The learning rate — the step size — is the single most important knob. Too high and training diverges into nonsense; too low and it crawls or gets stuck. Real training uses a schedule: warm up the learning rate, then decay it.

Batches, epochs, and steps

You don’t feed the whole dataset in at once — it wouldn’t fit in memory.

Batch — a small group of examples (e.g. 32) processed together.
Step — one forward + backward pass on one batch; parameters update once.
Epoch — one full pass over the entire training dataset.

for epoch in range(epochs):
    for batch in dataloader:          # one step per batch
        preds = model(batch.inputs)
        loss  = loss_fn(preds, batch.labels)
        loss.backward()               # backprop: compute gradients
        optimizer.step()              # apply the update
        optimizer.zero_grad()         # reset for the next batch

Batch size trades off speed and stability: larger batches use the GPU more efficiently but need more memory and can generalize slightly worse.

Regularization: fighting overfitting

Deep networks have enough capacity to memorize their training data. Regularization keeps them honest:

Dropout — randomly switch off a fraction of neurons each step, so the network can’t lean on any single one. The most common technique.
Weight decay — gently push weights toward zero, discouraging overly complex fits.
Early stopping — watch validation loss; stop when it starts rising even as training loss keeps falling.
Data augmentation — expand the dataset with realistic variations (crop, rotate, paraphrase) so the model sees more diversity.

Hyperparameters

Parameters are learned; hyperparameters are chosen by you before training: learning rate, batch size, number of layers, dropout rate, number of epochs. Tuning them is empirical — you try combinations and compare validation scores. Start from known-good defaults and change one thing at a time.

Why GPUs

Training is billions of matrix multiplications. A CPU has a few dozen powerful cores built for sequential work; a GPU has thousands of simpler cores built for doing the same operation on lots of data at once — exactly the shape of neural network math.

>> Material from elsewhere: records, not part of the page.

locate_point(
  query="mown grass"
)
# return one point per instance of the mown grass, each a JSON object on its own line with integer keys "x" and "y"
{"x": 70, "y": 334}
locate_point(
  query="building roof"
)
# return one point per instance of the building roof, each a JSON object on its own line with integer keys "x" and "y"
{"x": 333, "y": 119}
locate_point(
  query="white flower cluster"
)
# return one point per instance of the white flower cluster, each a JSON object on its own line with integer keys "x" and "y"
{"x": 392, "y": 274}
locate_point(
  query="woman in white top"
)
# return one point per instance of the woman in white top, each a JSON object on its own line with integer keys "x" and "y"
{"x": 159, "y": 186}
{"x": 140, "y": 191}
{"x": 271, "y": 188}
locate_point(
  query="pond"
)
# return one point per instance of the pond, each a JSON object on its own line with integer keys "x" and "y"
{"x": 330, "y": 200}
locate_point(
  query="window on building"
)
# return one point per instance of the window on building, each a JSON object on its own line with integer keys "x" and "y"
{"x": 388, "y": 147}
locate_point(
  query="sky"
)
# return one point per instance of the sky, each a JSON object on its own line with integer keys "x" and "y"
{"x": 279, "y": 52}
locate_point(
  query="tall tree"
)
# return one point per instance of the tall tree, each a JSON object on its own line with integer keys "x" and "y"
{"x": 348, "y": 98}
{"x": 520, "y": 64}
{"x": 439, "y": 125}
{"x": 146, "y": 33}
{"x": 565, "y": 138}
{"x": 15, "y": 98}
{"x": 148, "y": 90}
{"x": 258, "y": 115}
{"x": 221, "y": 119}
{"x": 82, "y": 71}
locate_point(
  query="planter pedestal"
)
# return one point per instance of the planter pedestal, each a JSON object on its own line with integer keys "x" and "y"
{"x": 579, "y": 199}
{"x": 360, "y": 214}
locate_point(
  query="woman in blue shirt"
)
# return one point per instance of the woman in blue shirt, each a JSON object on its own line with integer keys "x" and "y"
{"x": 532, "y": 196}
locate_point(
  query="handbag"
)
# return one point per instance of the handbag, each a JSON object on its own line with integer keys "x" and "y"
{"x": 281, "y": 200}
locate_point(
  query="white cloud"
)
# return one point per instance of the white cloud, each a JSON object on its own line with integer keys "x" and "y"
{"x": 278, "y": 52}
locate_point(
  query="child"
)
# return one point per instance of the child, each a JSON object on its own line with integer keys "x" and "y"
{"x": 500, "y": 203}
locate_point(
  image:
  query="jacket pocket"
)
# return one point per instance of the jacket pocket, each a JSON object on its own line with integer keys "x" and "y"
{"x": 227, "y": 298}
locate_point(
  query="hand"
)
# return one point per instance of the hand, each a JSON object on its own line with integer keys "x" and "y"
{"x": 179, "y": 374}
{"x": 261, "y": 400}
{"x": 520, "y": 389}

The practical limit is usually memory. The GPU must hold the model parameters, the gradients, the optimizer state, and every forward-pass intermediate — simultaneously. Run out of GPU memory and training stops. This is why large models are trained across many GPUs at once, and it’s the central constraint of AI Infrastructure.

Key takeaways

Backpropagation computes a per-parameter gradient by working backward from the loss; the optimizer (usually AdamW) applies it. Training proceeds in batches, steps, and epochs. Regularization — dropout, weight decay, early stopping — prevents memorization. Hyperparameters are tuned empirically. GPUs are mandatory because the work is massively parallel matrix math, and GPU memory is the ceiling on model size.